O Ministério Público rejeitou a possibilidade de legítima defesa, argumentando que o orifício de entrada do disparo, conforme laudo de fls. 53/60, foi pelas costas e essa circunstância afastaria a excludente de ilicitude. Entretanto, como menciona DAMÁSIO DE JESUS, o disparo de arma de fogo nas costas do agressor, por si só, não afasta a excludente (Código Penal Anotado, p. 116). Foi de conhecimento nacional a possibilidade de um agressor, fugindo, efetuar disparos, na ação policial nos morros cariocas, em que diversos dos perseguidos fugiam, atirando para trás, na direção dos policiais.
A bem da verdade, os fatos estão nebulosos. Contudo, os depoimentos testemunhais sustentados pelo “Parquet”, além de não servirem para afastar, sem sombra de dúvidas, a alegação do réu de que a vítima estava armada e efetuou disparos na sua direção (até porque não houve testemunha presencial do ocorrido), estão em total discrepância com que foi dito durante o inquérito, e foram colhidos ao arrepio do contraditório e na ausência do juiz natural, não podendo embasar um decreto condenatório.
Penso, assim, que há de se aplicar o vetusto princípio “in dubio pro reo”.
III. DISPOSITIVO
Diante do exposto, acolho, em parte, a manifestação do Ministério Público, no sentido de desclassificar a imputação para o delito de lesão corporal seguida de morte; entretanto, restando provada a existência de circunstância que exclui o crime, no caso, a legítima defesa, JULGO IMPROCEDENTE a denúncia, para ABSOLVER o réu NEVTON DE OLIVEIRA SOCORRO, o que faço com fulcro nos arts. 23, II, e 25, do CP, e no art. 415, IV, do CPP.

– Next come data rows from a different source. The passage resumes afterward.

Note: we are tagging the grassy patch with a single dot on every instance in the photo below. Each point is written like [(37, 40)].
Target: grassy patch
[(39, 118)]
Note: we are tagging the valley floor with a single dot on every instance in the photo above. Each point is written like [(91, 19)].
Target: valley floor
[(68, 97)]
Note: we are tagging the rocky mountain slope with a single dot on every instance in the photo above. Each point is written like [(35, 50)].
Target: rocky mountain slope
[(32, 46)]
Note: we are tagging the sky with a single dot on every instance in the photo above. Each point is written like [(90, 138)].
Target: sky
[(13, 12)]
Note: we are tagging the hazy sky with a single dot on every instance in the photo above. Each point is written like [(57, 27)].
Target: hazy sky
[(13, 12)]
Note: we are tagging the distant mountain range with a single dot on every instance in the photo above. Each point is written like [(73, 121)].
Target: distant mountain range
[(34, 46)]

Entendo que a regra do art. 574, II, do CPP, que previa a remessa necessária em caso de absolvição sumária, por configurar uma excrescência da linha fascista adotada pelo Legislador de 1941, não foi recepcionada pela Constituição de 1988, e mais, foi revogada, tacitamente, pela Lei 11.689/2008.

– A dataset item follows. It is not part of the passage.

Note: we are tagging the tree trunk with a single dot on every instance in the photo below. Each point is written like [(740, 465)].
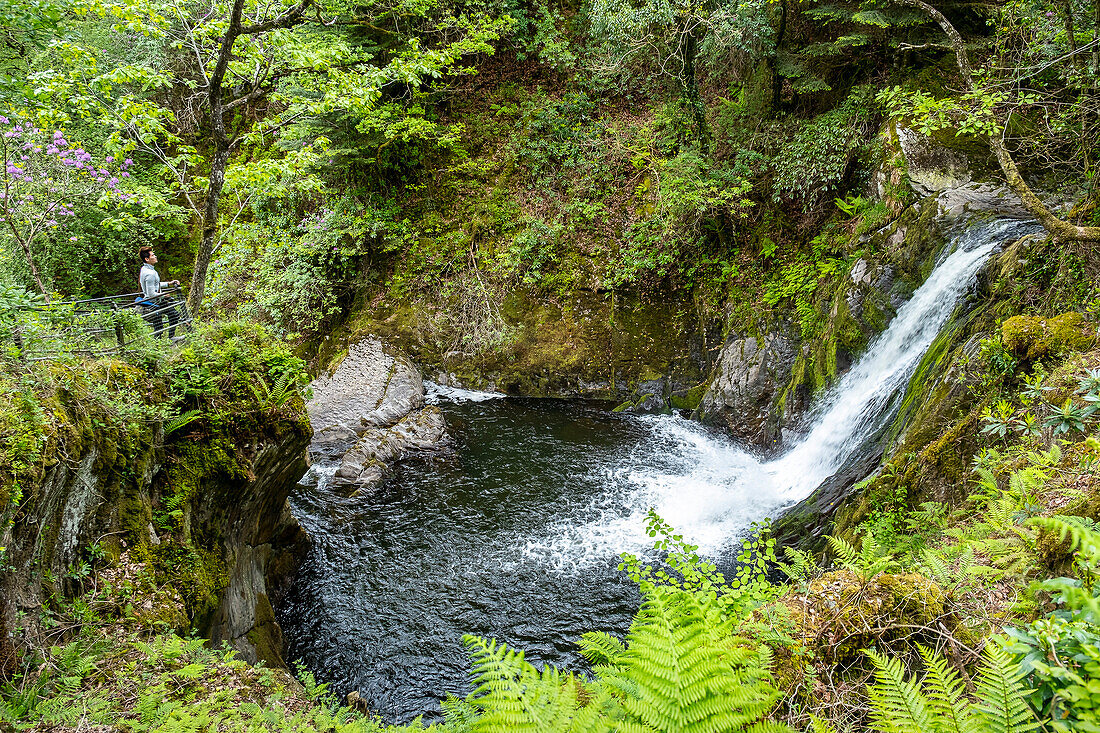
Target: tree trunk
[(1058, 228), (209, 225), (1067, 12), (222, 148), (30, 261)]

Assim, após o decurso do prazo de eventual recurso voluntário, sem que haja a interposição de apelação, arquivem-se os autos com as cautelas de praxe.
Publique-se. Registre-se. Intimem-se.
GLAUBER DANTAS REBOUÇAS
Juiz(a) de Direito
A segunda vitória foi em favor do companheiro Edinaldo Araújo, perante a Câmara Criminal do Tribunal de Justiça do Estado de Sergipe, referente ao processo de apelação nº 2011304557, onde o militar havia sido condenado inicialmente pela 6ª Vara Criminal da Comarca de Aracaju (Justiça Militar) por lesões corporais, porém o citado advogado, inconformado com a condenação, apelou da decisão e obteve resultado favorável ao companheiro.